The lateral cervical nucleus receives input from the spinocervical tract and projects to the thalamus and mesencephalon. The organization of this nucleus was examined using two immunocytochemical methods. Pre-embedding immunolabelling was performed using an antibody against glutamate decarboxylase, and post-embedding immunogold-reaction was performed with an antibody to glutaraldehyde-fixed GABA. Light microscopic analysis of material reacted for glutamate decarboxylase revealed that punctate structures were present throughout the nucleus and were associated with large cells in the dorsolateral region of the nucleus. Electron microscopy demonstrated that the punctate structures were synaptic boutons which formed symmetrical synaptic junctions with dendrites and somata of cells in the nucleus. The ultrastructural preservation of material prepared for the post-embedding immunogold technique was superior to that prepared for pre-embedding immunostaining. Positively labelled synaptic boutons exhibited high colloidal gold density and, like those prepared for the pre-embedding method, formed symmetrical synaptic junctions with dendrites and somata of neurons. Labelled boutons were densely packed with irregularly-shaped synaptic vesicles. They displayed characteristics which were distinct from those unlabelled boutons. Boutons, revealed by both immunolabelling methods, were not observed to form synaptic associations with other axon terminals and were presynaptic to dendrites and somata only. Therefore, it is probable that such boutons are responsible for postsynaptic inhibition of cells in the nucleus. In view of this evidence, it is concluded that the lateral cervical nucleus is not simply a relay but is actively involved in processing sensory information.

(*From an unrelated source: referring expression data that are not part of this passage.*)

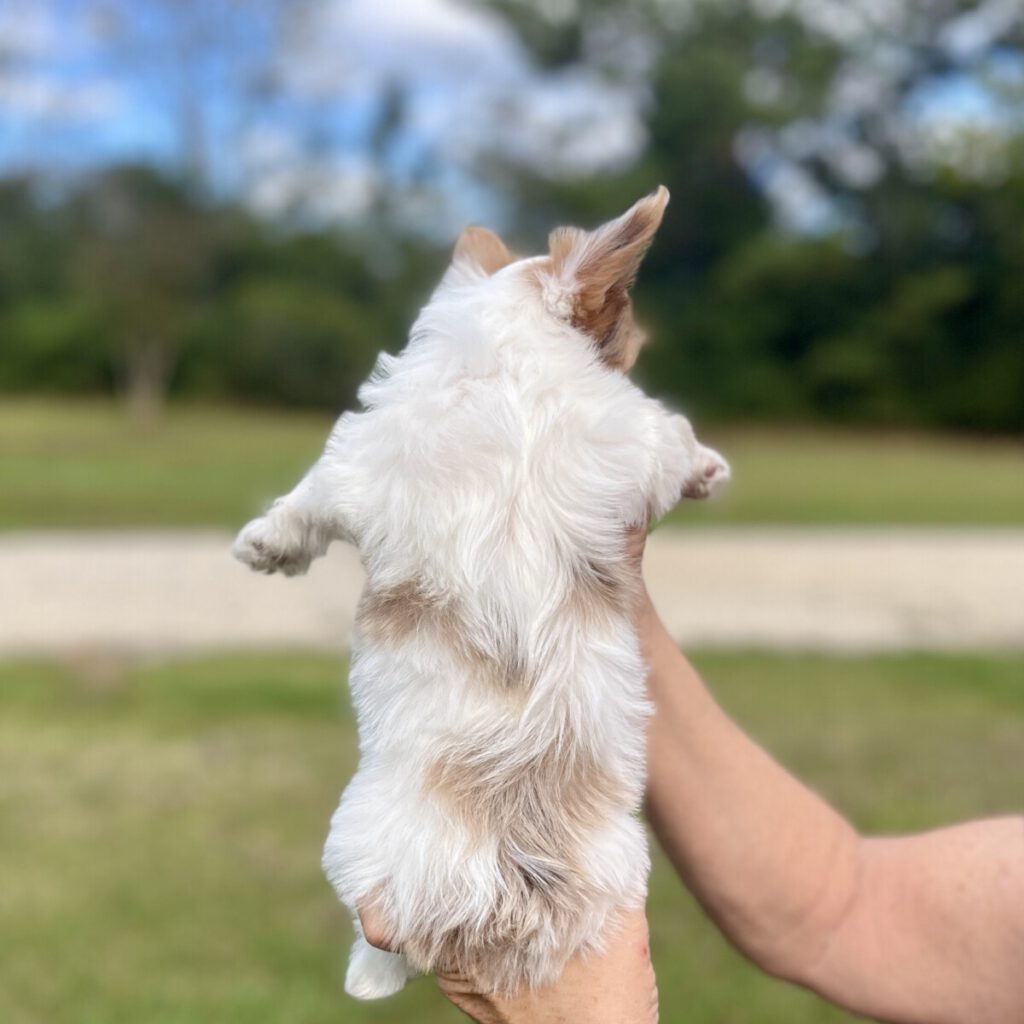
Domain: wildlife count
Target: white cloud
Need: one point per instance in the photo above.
(974, 32)
(28, 32)
(43, 96)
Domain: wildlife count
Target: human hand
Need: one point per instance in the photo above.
(616, 987)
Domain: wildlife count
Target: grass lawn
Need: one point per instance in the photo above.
(162, 825)
(83, 464)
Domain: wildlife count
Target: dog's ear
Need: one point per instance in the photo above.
(481, 249)
(594, 270)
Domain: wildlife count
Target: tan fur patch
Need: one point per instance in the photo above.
(391, 616)
(483, 248)
(538, 811)
(604, 264)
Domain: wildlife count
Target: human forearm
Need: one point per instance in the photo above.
(916, 930)
(771, 862)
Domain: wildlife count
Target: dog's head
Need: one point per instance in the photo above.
(585, 279)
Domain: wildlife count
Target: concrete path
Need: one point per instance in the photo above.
(798, 589)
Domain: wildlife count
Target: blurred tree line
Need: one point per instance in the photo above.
(817, 260)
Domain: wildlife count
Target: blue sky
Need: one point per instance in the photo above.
(85, 82)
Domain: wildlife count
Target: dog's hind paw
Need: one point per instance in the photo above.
(374, 974)
(267, 545)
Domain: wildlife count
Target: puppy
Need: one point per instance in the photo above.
(488, 482)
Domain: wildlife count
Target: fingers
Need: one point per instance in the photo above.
(615, 987)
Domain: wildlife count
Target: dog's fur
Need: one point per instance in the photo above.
(497, 676)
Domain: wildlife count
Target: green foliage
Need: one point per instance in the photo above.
(163, 822)
(901, 306)
(74, 465)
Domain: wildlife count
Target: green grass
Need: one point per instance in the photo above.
(162, 825)
(83, 464)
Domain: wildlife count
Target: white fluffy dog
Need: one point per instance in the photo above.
(488, 483)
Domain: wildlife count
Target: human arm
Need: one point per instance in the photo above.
(913, 929)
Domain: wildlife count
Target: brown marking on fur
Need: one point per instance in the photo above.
(605, 264)
(391, 616)
(601, 592)
(539, 811)
(483, 248)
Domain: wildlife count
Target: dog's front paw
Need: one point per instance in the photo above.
(269, 545)
(711, 472)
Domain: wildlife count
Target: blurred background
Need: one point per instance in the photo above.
(214, 214)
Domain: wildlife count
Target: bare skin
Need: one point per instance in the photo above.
(911, 930)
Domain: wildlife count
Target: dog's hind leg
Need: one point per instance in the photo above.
(373, 973)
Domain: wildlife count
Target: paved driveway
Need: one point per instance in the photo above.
(809, 589)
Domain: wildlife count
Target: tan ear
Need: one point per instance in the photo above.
(483, 249)
(597, 268)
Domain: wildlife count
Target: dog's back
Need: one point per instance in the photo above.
(496, 675)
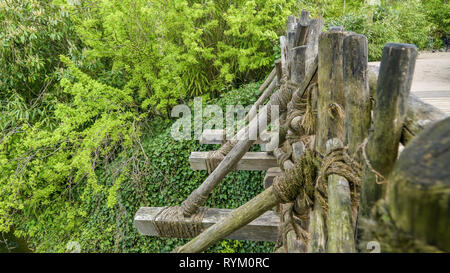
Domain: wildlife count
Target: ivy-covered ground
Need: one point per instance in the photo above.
(161, 176)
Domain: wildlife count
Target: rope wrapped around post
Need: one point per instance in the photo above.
(284, 190)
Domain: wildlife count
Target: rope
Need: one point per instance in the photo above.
(338, 162)
(298, 179)
(381, 228)
(170, 222)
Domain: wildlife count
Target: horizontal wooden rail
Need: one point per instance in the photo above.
(263, 228)
(217, 136)
(251, 161)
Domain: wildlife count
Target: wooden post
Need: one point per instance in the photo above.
(279, 70)
(269, 79)
(393, 86)
(419, 114)
(317, 230)
(419, 187)
(357, 94)
(252, 113)
(340, 224)
(331, 97)
(331, 92)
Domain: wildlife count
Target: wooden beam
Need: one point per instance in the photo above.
(263, 228)
(340, 222)
(270, 176)
(389, 113)
(251, 161)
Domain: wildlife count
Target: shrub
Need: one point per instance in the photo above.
(170, 50)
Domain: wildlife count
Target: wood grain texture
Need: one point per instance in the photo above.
(389, 113)
(340, 223)
(251, 161)
(419, 188)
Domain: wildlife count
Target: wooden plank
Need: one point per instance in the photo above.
(217, 136)
(270, 176)
(263, 228)
(251, 161)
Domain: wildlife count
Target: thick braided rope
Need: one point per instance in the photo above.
(297, 179)
(170, 222)
(339, 162)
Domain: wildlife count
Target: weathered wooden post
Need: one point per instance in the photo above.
(284, 192)
(419, 114)
(419, 190)
(340, 225)
(393, 86)
(330, 100)
(357, 94)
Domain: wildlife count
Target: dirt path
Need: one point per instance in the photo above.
(431, 80)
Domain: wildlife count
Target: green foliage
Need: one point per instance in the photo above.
(74, 165)
(388, 21)
(32, 35)
(438, 14)
(48, 173)
(170, 50)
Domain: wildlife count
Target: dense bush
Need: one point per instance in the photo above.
(169, 50)
(83, 141)
(397, 21)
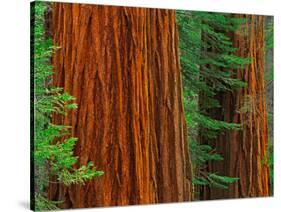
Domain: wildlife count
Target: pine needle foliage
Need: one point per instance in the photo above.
(52, 146)
(208, 62)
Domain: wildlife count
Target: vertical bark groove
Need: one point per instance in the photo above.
(244, 151)
(122, 65)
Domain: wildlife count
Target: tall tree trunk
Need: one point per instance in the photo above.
(244, 151)
(122, 65)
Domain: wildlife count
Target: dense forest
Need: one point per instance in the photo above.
(141, 106)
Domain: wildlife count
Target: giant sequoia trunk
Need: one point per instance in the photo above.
(122, 65)
(244, 151)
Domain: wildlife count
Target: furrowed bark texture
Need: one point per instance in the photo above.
(122, 65)
(244, 151)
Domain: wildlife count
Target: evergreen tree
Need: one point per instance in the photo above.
(52, 147)
(207, 60)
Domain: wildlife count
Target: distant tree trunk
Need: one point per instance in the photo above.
(244, 151)
(122, 65)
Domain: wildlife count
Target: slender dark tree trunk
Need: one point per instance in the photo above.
(122, 65)
(244, 151)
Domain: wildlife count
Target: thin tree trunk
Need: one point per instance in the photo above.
(244, 151)
(122, 65)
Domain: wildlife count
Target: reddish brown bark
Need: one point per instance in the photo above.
(244, 151)
(122, 65)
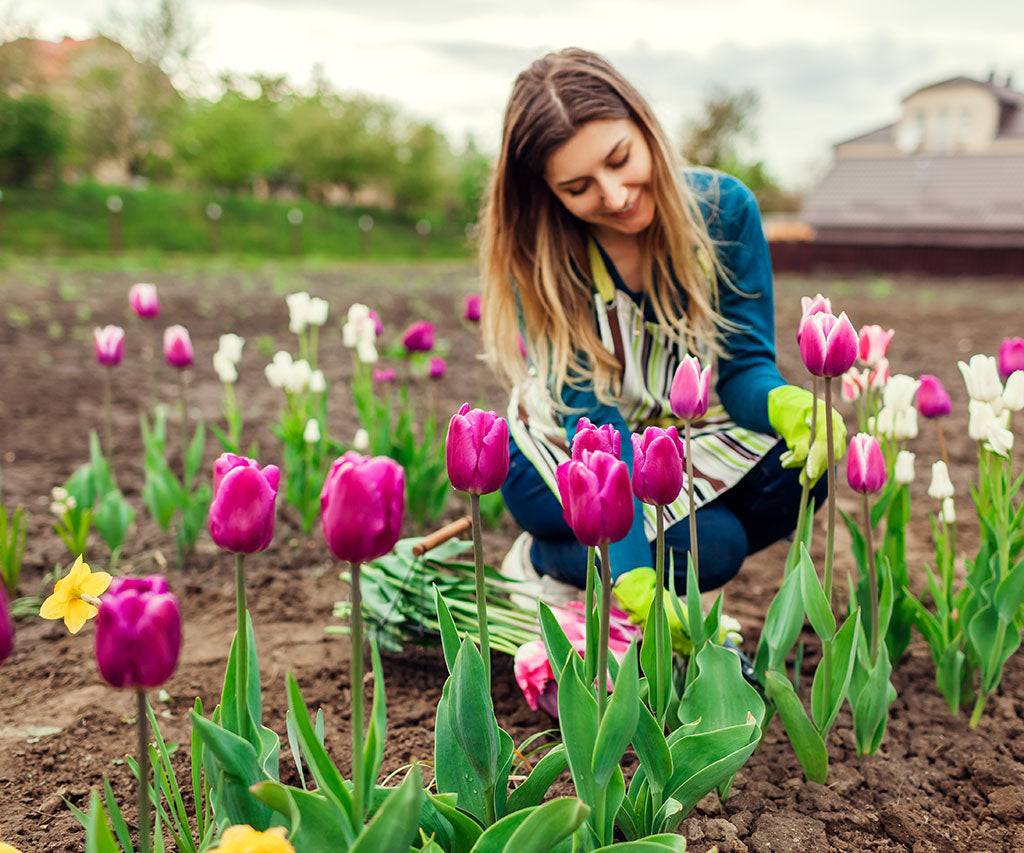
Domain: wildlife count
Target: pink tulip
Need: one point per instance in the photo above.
(591, 437)
(657, 466)
(242, 512)
(828, 344)
(872, 344)
(110, 344)
(477, 451)
(933, 401)
(1011, 356)
(138, 633)
(472, 307)
(143, 301)
(597, 500)
(419, 337)
(177, 347)
(361, 506)
(865, 467)
(690, 386)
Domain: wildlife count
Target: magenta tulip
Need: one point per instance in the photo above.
(138, 633)
(657, 465)
(244, 496)
(597, 500)
(865, 467)
(477, 451)
(361, 506)
(419, 337)
(933, 401)
(143, 301)
(591, 437)
(690, 386)
(1011, 356)
(177, 347)
(828, 344)
(110, 344)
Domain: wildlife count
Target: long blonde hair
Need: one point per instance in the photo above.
(534, 251)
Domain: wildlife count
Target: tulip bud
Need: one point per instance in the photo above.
(865, 467)
(361, 506)
(690, 387)
(110, 344)
(244, 496)
(143, 301)
(597, 499)
(177, 347)
(657, 466)
(591, 437)
(828, 344)
(477, 451)
(138, 633)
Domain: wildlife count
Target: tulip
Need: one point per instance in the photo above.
(361, 506)
(138, 633)
(472, 307)
(110, 344)
(477, 451)
(828, 344)
(865, 467)
(1011, 356)
(177, 347)
(597, 498)
(690, 385)
(872, 344)
(419, 337)
(591, 437)
(143, 301)
(657, 466)
(243, 508)
(932, 399)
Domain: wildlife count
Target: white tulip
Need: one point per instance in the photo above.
(941, 486)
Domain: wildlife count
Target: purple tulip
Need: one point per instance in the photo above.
(828, 344)
(472, 307)
(138, 633)
(242, 512)
(110, 344)
(177, 347)
(933, 401)
(1011, 356)
(597, 500)
(690, 385)
(143, 301)
(419, 337)
(865, 467)
(477, 451)
(591, 437)
(657, 465)
(361, 506)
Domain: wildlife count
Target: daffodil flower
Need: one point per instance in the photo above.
(76, 596)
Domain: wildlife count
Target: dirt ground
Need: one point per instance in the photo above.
(935, 785)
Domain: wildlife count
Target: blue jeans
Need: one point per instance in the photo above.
(759, 510)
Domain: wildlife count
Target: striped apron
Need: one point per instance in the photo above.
(722, 452)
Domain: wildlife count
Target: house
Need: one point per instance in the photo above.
(939, 189)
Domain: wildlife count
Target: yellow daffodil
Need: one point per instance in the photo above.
(75, 596)
(245, 839)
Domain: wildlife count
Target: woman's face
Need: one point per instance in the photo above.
(602, 176)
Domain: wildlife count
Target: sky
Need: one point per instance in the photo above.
(824, 71)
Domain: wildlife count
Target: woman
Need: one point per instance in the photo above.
(612, 262)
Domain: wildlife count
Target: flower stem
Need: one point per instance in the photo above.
(481, 590)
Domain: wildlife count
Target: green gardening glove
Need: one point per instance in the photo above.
(790, 415)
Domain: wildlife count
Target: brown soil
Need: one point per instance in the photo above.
(936, 783)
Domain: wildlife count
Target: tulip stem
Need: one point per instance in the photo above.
(142, 729)
(481, 590)
(355, 671)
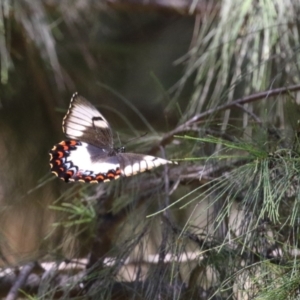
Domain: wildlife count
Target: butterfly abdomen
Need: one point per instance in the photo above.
(89, 155)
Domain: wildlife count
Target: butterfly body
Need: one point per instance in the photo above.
(89, 155)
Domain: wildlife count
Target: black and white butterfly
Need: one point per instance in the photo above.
(89, 155)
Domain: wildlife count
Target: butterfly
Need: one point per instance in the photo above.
(89, 154)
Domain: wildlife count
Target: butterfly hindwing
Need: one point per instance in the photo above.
(78, 161)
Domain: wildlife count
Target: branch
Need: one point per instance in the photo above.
(254, 97)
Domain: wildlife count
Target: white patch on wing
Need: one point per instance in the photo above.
(81, 158)
(73, 133)
(100, 123)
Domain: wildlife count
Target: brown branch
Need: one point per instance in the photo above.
(21, 279)
(248, 99)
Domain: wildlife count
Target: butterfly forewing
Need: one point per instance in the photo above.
(89, 156)
(132, 163)
(85, 123)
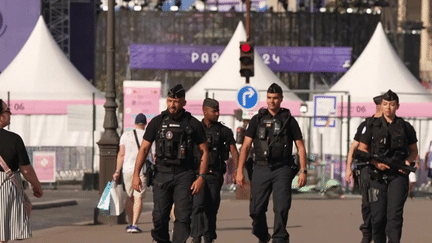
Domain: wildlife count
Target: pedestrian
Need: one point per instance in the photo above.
(220, 142)
(130, 142)
(272, 132)
(176, 133)
(361, 169)
(14, 219)
(428, 164)
(394, 138)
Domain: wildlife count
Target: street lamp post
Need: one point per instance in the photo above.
(108, 144)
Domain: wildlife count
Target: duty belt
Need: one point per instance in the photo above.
(175, 169)
(266, 163)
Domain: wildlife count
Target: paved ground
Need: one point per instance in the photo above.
(312, 219)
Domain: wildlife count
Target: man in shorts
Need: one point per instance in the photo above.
(130, 142)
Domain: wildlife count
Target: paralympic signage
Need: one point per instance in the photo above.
(201, 58)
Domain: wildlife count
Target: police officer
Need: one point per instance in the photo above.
(175, 133)
(220, 141)
(272, 131)
(363, 176)
(394, 138)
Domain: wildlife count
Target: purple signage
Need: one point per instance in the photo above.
(17, 20)
(283, 59)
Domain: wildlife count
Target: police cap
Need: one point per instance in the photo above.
(212, 103)
(177, 92)
(274, 88)
(378, 99)
(390, 96)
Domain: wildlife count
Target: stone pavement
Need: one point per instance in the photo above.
(312, 219)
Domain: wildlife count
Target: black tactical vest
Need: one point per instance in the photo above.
(218, 149)
(389, 139)
(174, 144)
(272, 139)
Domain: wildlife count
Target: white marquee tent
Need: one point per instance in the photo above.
(223, 81)
(43, 88)
(377, 70)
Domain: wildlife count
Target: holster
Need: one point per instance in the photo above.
(373, 194)
(149, 173)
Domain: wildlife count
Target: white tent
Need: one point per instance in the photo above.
(52, 104)
(42, 78)
(40, 71)
(379, 69)
(223, 80)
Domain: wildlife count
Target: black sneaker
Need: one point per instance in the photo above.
(268, 239)
(196, 240)
(208, 240)
(134, 229)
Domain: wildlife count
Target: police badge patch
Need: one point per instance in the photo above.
(169, 135)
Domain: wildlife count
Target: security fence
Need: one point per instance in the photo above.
(70, 162)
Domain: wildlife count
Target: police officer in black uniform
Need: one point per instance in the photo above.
(220, 141)
(175, 133)
(272, 131)
(361, 172)
(394, 138)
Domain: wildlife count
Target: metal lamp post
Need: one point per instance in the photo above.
(109, 142)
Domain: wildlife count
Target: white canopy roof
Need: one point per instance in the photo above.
(224, 75)
(41, 71)
(377, 70)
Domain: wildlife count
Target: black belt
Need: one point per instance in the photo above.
(175, 169)
(275, 164)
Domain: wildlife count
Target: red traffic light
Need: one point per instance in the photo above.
(246, 47)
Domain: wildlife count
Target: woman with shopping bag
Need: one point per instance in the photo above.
(130, 142)
(14, 207)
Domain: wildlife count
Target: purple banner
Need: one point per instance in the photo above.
(279, 59)
(17, 20)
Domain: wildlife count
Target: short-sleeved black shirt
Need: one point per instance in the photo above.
(292, 127)
(226, 134)
(366, 138)
(12, 150)
(359, 132)
(198, 135)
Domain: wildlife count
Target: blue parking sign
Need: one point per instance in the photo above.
(247, 97)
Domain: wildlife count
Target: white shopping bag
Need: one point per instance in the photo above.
(104, 201)
(118, 199)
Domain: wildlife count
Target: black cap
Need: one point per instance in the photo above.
(378, 99)
(274, 88)
(140, 119)
(212, 103)
(390, 96)
(177, 91)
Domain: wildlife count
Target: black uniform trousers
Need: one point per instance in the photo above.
(172, 188)
(265, 180)
(366, 227)
(205, 207)
(387, 210)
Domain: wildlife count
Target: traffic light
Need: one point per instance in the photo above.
(246, 59)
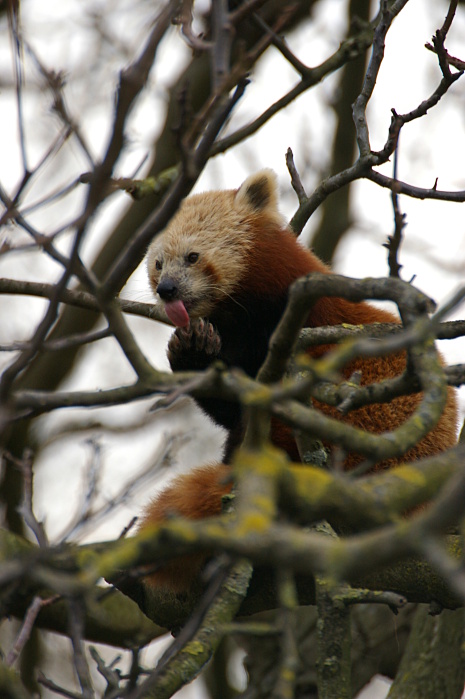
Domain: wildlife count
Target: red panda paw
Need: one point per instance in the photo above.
(194, 347)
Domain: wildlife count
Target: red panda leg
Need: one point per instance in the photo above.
(195, 495)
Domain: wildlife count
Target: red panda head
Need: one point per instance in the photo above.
(202, 256)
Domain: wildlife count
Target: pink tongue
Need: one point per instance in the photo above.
(176, 312)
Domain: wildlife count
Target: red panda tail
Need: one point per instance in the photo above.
(194, 495)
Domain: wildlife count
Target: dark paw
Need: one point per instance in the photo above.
(194, 347)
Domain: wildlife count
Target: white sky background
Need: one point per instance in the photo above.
(433, 250)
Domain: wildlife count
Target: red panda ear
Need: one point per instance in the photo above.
(259, 192)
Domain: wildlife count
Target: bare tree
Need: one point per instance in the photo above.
(318, 592)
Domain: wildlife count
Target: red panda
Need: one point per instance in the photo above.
(222, 269)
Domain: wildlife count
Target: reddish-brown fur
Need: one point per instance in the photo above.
(271, 261)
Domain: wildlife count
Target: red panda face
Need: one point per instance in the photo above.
(199, 259)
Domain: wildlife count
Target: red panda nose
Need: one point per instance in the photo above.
(167, 289)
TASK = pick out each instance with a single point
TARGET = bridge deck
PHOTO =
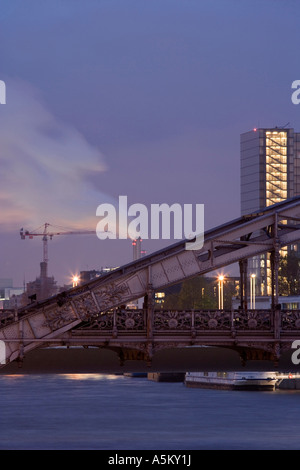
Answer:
(57, 318)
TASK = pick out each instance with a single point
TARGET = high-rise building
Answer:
(270, 173)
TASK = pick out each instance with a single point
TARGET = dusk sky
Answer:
(144, 98)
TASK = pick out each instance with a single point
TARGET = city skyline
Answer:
(154, 97)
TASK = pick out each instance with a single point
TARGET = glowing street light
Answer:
(252, 291)
(221, 292)
(75, 281)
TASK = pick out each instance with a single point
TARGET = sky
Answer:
(143, 98)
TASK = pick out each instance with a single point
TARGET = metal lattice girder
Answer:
(239, 239)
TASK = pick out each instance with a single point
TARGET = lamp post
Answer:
(221, 292)
(75, 281)
(252, 291)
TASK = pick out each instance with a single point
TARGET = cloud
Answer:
(45, 166)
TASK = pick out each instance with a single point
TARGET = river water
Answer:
(123, 413)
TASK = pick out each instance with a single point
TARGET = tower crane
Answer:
(47, 233)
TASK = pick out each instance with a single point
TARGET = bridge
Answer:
(93, 314)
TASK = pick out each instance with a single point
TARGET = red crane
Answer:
(48, 234)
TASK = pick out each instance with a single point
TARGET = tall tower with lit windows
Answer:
(270, 173)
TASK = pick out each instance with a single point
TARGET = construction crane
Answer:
(47, 234)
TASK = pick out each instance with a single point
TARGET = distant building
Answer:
(265, 303)
(43, 287)
(8, 294)
(270, 173)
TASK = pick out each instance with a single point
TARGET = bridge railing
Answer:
(199, 321)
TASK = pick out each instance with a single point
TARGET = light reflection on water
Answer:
(98, 411)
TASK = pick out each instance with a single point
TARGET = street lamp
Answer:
(252, 291)
(221, 292)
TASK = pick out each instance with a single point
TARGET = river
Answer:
(69, 412)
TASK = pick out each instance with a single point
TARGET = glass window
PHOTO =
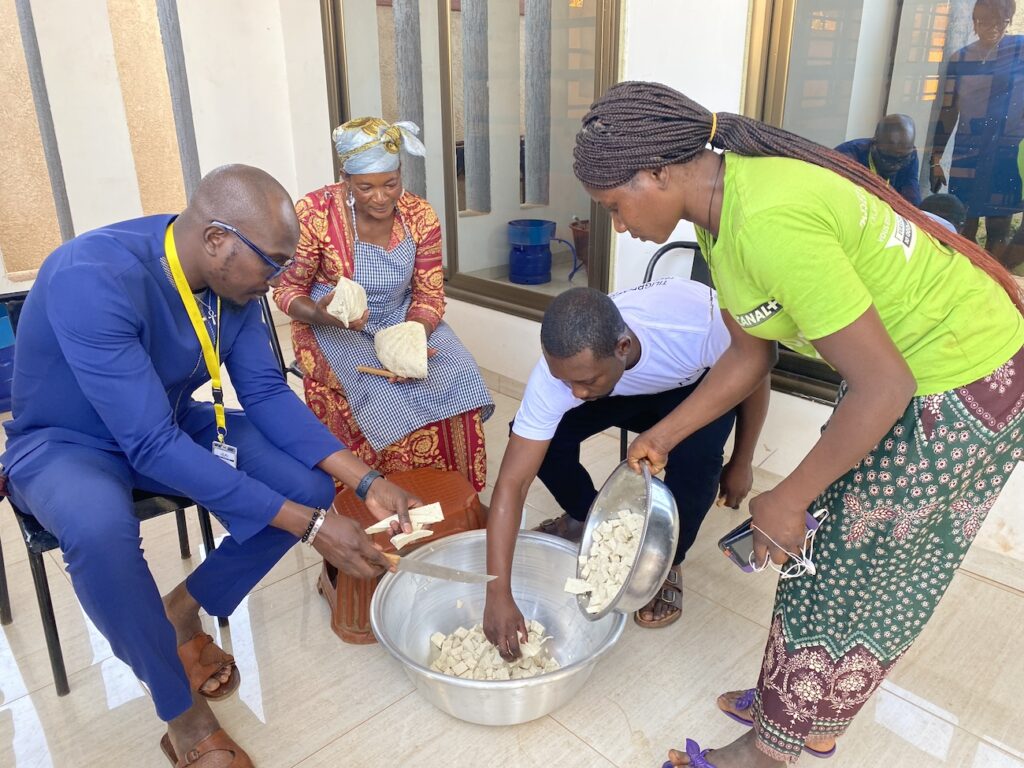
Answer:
(499, 89)
(928, 94)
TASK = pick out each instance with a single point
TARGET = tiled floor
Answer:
(307, 699)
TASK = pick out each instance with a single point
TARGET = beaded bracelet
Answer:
(322, 515)
(314, 522)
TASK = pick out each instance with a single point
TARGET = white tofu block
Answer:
(578, 586)
(401, 540)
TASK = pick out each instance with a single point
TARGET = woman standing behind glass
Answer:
(983, 100)
(370, 229)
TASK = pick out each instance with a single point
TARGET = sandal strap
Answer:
(203, 658)
(217, 741)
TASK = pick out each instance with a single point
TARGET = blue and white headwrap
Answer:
(373, 144)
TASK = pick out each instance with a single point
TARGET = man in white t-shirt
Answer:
(621, 360)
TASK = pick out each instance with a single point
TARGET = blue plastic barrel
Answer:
(529, 259)
(6, 358)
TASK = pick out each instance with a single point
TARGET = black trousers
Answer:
(691, 474)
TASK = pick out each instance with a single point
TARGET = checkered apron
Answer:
(387, 412)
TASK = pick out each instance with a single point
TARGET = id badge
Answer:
(227, 454)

GABA-immunoreactive neurons and terminals in the lateral cervical nucleus of the cat

Previous findings have indicated the presence of local circuit neurons in the lateral cervical nucleus (LCN). An immunohistochemical study with gamma-aminobutyric acid (GABA) antiserum was therefore performed both to investigate whether GABA-immunoreactive neurons are present in the LCN, and if so, to compare their characteristics with those previously assigned to probable internuncial neurons in the nucleus. The fine structure and synaptology of GABA-positive boutons in the LCN were also studied. Transversely cut sections from the upper cervical spinal cord of three cats were processed for GABA immunohistochemistry with the free-floating PAP technique. On light microscopic examination immunoreactive neurons were observed within the ventromedial half of the LCN. Their total number was estimated to be 42.5 +/- 11.7 in the entire LCN on one side of the cervical spinal cord, but this may have been an underestimation, as the penetration by the antisera was limited. The labeled neurons were small and had a relatively large nucleus and a low bouton covering ratio. In their number, localization, and ultrastructural appearance the GABA-positive neurons closely resembled the population of neurons previously suggested to be local circuit neurons. Immunoreactive bouton-sized puncta were scattered throughout the LCN. Ultrastructural examination showed labeled terminals with a mean sectional area of 0.85 micron 2 and a relatively high density of synaptic vesicles. The vast majority of GABA-positive terminals were in contact with dendrites and only a minority had synaptic contact with cell bodies. No axoaxonal synapses were observed. The GABA-positive boutons probably derive at least partly from the observed GABA-positive neurons, but there is also a possibility of extrinsic GABAergic input.